Le : je ne sais pas peut-être le 15e  mois de la 81e  année de la 3e  Ere.



Bien cher fils.

Moi qui partais pour voyager quelques décades en pays Uhom, me voici embarqué dans une aventure dont je ne peux imaginer la fin. Tous les Uhoms me connaissent. Maintenant à chaque halte du soir nous sommes accueillis par un groupe qui chante notre histoire. Syltakan n’est pas aussi jeune qu’il m’avait semblé la première fois et les récits chantés dont tu ne peux imaginer la beauté et la plénitude racontent comment dès avant sa naissance les Pierres de conseil (je crois t’avoir parlé déjà une fois de ces pierres colorées qui servent à discerner les signes) les Pierres de conseil donc l’avaient désignée aux parents de ses parents pour être celle qui serait avec « Celui qui vient » si tel était son désir. Ne crois pas que ce que disent les Pierres soit écrit dans le ciel, mais pour les Uhoms il y a davantage de bien à suivre leurs conseils qu’à ne pas les suivre.
Les chants rendent gloire à cette suite de désirs entremêlés qui ont abouti à la cérémonie du choix où dans la transe de la « boisson qui fait voir » nous nous sommes rencontrés, et où nos désirs ont concordé.
Ce jour de la cérémonie est devenu un jour « Chaÿan », un jour qui se fête. Je me sens investi d'une responsabilité à penser que cela repose sur moi. Je ne vois pas ce qui me différencie des autres. Les chants me concernent aussi. Ils ne parlent pas de mes choix, mais de la main du Dieu sur moi. Les Uhoms croient en un Dieu qui les guident de multiples signes dont les Pierres, mais qui intervient parfois pour prendre sous sa protection et sous sa direction un homme dont il fait son prophète. Et je suis « Celui qui vient » c'est-à-dire le prophète qui parle pour Dieu.
J’essaye de dire que je ne sais pas, que ce n’est pas possible, que je ne suis qu'un pauvre humain sans pouvoir ni puissance. Mais ils sourient à mes dénégations en répondant que « Dieu y pourvoira ».
Syltakan me dit de ne pas avoir peur. Que j’ai encore des initiations et des étapes à passer avant d'être
« Celui qui parle pour Lui » et qu'elle est à mes côtés pour être une aide que me soit assortie.
Je vais essayer d’écrire au fur et à mesure du temps qui passe comme un journal même si je m'adresse à toi, bien cher fils, pour ne pas perdre pied et pour prendre du recul par rapport à tous ces événements.
                    Tendrement.
                                        Ton père.
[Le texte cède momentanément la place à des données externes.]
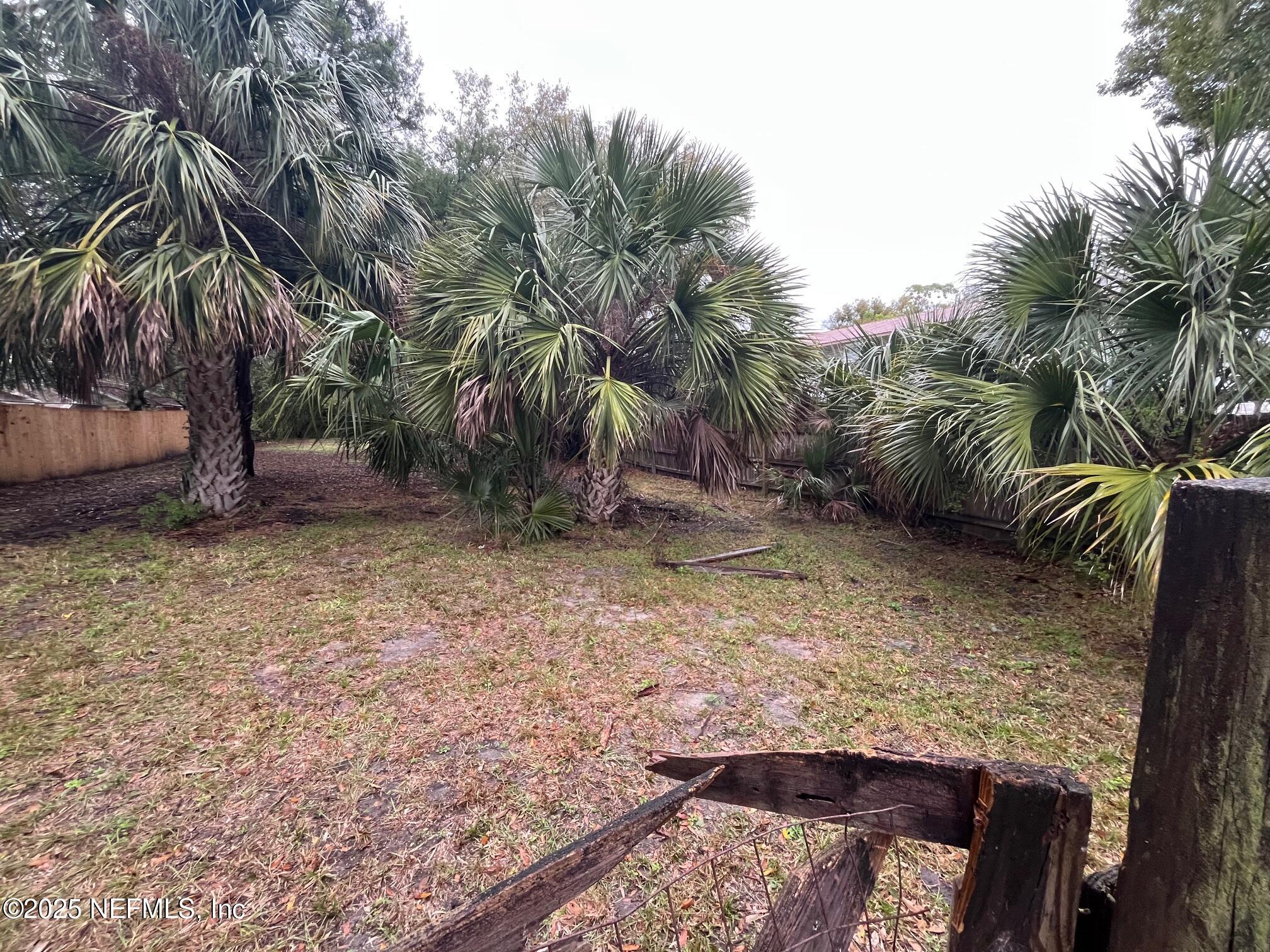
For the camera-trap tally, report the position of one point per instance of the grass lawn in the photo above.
(350, 714)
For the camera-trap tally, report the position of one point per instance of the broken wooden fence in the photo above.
(1025, 829)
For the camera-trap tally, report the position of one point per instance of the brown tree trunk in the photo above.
(247, 405)
(1197, 868)
(601, 494)
(214, 473)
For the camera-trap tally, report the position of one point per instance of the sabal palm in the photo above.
(1112, 338)
(193, 177)
(607, 291)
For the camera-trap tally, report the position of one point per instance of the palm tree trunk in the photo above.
(601, 493)
(214, 475)
(247, 404)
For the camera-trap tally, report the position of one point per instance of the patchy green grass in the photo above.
(353, 718)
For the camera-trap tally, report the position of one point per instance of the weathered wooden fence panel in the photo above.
(42, 442)
(1197, 870)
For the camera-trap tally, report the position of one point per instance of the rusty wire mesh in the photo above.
(724, 902)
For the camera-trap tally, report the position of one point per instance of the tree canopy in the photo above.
(188, 179)
(600, 292)
(915, 300)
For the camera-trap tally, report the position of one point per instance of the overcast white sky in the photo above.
(883, 137)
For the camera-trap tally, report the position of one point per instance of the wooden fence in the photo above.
(40, 442)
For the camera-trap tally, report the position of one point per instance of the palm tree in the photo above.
(604, 292)
(1110, 339)
(187, 177)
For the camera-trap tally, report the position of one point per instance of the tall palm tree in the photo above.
(188, 177)
(1112, 338)
(604, 292)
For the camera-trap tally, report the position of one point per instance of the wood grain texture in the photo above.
(817, 910)
(924, 798)
(1197, 867)
(497, 919)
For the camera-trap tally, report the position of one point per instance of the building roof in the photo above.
(841, 336)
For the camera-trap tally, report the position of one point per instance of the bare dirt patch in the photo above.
(256, 707)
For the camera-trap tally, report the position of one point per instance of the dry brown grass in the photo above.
(351, 714)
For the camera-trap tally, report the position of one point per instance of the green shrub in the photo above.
(169, 513)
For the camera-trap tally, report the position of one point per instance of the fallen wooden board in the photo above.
(1021, 887)
(921, 798)
(497, 919)
(817, 910)
(737, 570)
(722, 557)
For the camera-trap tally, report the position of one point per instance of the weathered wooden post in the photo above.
(1197, 870)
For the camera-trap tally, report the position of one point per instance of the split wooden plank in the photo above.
(817, 910)
(1197, 866)
(1097, 910)
(722, 557)
(737, 570)
(497, 919)
(921, 798)
(1021, 888)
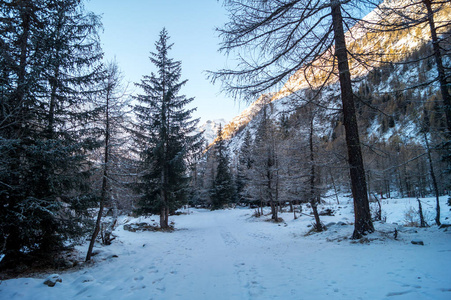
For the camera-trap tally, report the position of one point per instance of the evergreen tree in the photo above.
(245, 163)
(223, 189)
(265, 173)
(48, 64)
(111, 126)
(166, 132)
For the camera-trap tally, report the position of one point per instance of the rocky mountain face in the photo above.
(398, 109)
(382, 76)
(210, 129)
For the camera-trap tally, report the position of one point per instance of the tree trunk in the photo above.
(335, 187)
(434, 181)
(420, 212)
(318, 226)
(363, 223)
(313, 197)
(440, 68)
(104, 193)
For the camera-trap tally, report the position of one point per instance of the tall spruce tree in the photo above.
(167, 134)
(48, 64)
(223, 189)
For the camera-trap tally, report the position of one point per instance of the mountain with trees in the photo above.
(385, 92)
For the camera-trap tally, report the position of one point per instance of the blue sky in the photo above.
(131, 28)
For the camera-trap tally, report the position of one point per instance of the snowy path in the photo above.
(229, 255)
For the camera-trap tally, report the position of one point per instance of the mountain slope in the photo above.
(397, 46)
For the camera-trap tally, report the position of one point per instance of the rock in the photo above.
(52, 280)
(417, 242)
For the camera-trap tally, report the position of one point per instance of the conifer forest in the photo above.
(341, 156)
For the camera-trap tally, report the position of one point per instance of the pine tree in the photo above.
(166, 132)
(48, 63)
(223, 189)
(264, 185)
(111, 126)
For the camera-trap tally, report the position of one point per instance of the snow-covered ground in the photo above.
(229, 254)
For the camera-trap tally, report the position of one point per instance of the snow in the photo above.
(229, 254)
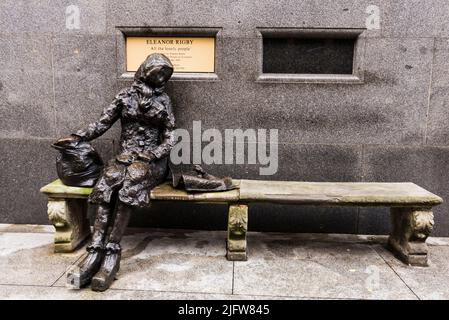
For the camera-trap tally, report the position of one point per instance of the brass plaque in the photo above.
(188, 54)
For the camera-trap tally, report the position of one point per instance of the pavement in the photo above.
(185, 264)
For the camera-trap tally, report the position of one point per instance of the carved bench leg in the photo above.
(69, 216)
(410, 229)
(237, 227)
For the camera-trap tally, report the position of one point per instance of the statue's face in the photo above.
(157, 76)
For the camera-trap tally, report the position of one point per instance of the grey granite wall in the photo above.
(392, 127)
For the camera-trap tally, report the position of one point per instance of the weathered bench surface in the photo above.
(410, 207)
(317, 193)
(337, 193)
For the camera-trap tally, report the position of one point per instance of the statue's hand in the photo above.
(67, 140)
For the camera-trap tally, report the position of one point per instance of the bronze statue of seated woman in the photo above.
(147, 137)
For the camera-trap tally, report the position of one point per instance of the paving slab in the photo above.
(15, 292)
(430, 282)
(286, 265)
(28, 259)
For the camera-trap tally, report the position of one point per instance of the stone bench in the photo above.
(411, 209)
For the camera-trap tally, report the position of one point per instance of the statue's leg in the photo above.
(81, 274)
(111, 263)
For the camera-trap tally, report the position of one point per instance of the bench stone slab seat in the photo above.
(411, 209)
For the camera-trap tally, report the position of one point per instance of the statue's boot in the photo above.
(109, 268)
(111, 263)
(81, 274)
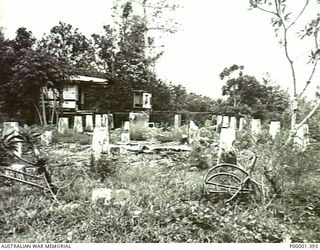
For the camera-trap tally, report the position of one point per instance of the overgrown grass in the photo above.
(167, 201)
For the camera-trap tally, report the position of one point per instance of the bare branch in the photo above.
(309, 115)
(314, 66)
(268, 11)
(301, 12)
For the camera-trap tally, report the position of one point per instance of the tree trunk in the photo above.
(44, 116)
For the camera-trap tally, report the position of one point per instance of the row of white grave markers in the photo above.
(101, 120)
(100, 138)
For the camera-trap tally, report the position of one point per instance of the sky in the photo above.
(213, 35)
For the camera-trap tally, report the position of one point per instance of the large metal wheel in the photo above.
(227, 180)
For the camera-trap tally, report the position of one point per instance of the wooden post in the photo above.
(63, 125)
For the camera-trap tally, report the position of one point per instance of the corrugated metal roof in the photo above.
(89, 79)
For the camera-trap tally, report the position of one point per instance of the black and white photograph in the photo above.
(159, 121)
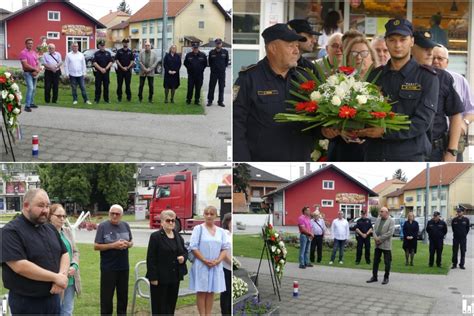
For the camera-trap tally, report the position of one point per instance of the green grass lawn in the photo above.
(251, 246)
(158, 107)
(88, 303)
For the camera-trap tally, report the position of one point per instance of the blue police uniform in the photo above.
(218, 61)
(102, 58)
(195, 63)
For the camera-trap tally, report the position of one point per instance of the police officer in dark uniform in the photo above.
(363, 230)
(125, 62)
(449, 103)
(195, 62)
(303, 28)
(260, 92)
(102, 63)
(218, 61)
(414, 89)
(436, 229)
(461, 226)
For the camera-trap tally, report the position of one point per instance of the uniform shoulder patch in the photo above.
(429, 69)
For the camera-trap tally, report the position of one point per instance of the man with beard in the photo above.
(413, 89)
(35, 261)
(260, 92)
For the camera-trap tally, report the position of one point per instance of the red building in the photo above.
(328, 189)
(59, 21)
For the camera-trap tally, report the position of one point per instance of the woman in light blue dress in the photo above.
(208, 243)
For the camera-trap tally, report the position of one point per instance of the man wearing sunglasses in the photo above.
(113, 239)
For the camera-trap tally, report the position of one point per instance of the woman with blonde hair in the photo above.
(57, 217)
(208, 244)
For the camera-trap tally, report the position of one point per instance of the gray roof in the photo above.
(264, 176)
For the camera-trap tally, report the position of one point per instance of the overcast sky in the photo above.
(99, 8)
(369, 174)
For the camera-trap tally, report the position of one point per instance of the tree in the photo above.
(400, 175)
(241, 178)
(124, 7)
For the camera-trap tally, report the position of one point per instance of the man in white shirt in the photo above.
(340, 233)
(75, 68)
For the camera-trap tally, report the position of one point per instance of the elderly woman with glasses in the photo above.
(208, 244)
(57, 217)
(166, 265)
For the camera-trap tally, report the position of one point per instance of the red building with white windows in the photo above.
(59, 21)
(328, 189)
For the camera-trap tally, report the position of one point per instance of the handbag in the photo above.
(191, 256)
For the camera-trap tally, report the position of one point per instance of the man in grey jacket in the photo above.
(383, 232)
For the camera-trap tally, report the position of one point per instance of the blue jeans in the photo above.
(305, 244)
(78, 81)
(30, 88)
(338, 244)
(67, 305)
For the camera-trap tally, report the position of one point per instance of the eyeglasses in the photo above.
(362, 54)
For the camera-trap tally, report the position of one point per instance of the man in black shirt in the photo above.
(125, 61)
(34, 260)
(363, 230)
(113, 239)
(461, 226)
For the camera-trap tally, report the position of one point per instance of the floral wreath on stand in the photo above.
(276, 247)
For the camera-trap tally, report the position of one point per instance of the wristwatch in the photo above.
(453, 152)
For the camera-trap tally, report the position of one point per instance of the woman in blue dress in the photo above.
(209, 244)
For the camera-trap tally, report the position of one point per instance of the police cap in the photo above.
(423, 39)
(281, 31)
(398, 26)
(302, 26)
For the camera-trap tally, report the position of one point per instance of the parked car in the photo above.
(89, 55)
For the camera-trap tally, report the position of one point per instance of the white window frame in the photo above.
(327, 203)
(57, 35)
(329, 181)
(59, 16)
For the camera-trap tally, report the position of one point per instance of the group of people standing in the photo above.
(312, 229)
(41, 266)
(74, 66)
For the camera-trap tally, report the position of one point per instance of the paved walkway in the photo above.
(327, 290)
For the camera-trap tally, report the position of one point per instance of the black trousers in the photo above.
(121, 76)
(459, 244)
(150, 87)
(436, 246)
(102, 80)
(316, 244)
(194, 85)
(109, 281)
(164, 298)
(226, 297)
(44, 305)
(51, 82)
(363, 243)
(387, 260)
(215, 77)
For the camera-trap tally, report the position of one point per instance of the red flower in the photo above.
(378, 114)
(347, 112)
(308, 86)
(347, 70)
                             Une ou deux décades plus tard.
Bien cher fils.
Je crois que notre première étape prend fin. Nous sommes arrivés au bord d'une grande cuvette dans la plaine. Au fond il y a des bois, au centre un lac. Syltakan était en joie en voyant cela. C’est, dit-elle, le lieu de notre prochaine étape. Nous allons devenir époux. Mais avant il nous faut trouver une pierre. Elle dit avec beaucoup de déférence « la Pierre Commune ».
Toute famille sur Hautmégafine possède ainsi une pierre qui sert symboliquement de fondement au foyer. La plupart du temps c’est une pierre ramassée à deux après avoir médité et cherché ensemble. La découverte de la pierre commune permet au couple de passer l’initiation au mariage puisque ici tout est initiation et de prendre la route de l'Est.
Nous nous sommes installés pour quelques temps. La recherche de La Pierre Commune peut demander du temps. La région où nous sommes est peu occupée. En fait  Hautmégafine est  surtout peuplée sur une large bande autour de l’équateur de la planète. Les gens se déplacent durant leur vie d’un côté à l’autre du continent. Seuls les jeunes qui deviennent autonomes, lors de leur initiation de passage à l’âge adulte sont ramenés vers l’Ouest. Ils se réveillent dans la région proche de l’océan, loin de leurs familles qui continuent vers l’Est. Je n’ai pas encore compris comment ils pouvaient apprendre tout ce qui était nécessaire. Les rites initiatiques semblent être le lieu des apprentissages. Avec l’aide de la « boisson qui fait voir », le cerveau Uhom, ou le mien d’ailleurs, semble apprendre sans effort tout un savoir comportemental à défaut de théories. Pour le moment Syltakan ne veut pas me dire ce qu’elle sait sur après. Son savoir est supérieur à celles de sa classe d’âge. Une femme avant le mariage ne sait pas comment doit se comporter une femme mariée, quel que soit le plan considéré, y compris sur la sexualité. Syltakan a reçu des initiations que les autres n’ont pas eu depuis la cérémonie du choix de l’élection, car son rôle d’aide à « Celui qui vient » nécessite plus de connaissances que la moyenne.
Notre cérémonie de recherche de la Pierre nous a conduits dans un lieu peu fréquenté, hormis par des familles de bûcherons. Le lieu même où nous sommes est un lieu « Chaÿan ». Personne ne vient ici couper les arbres, seuls viennent « Ceux qui savent » pour des rites rares et solennels. Nous serons donc seuls pour méditer et trouver notre Pierre Commune.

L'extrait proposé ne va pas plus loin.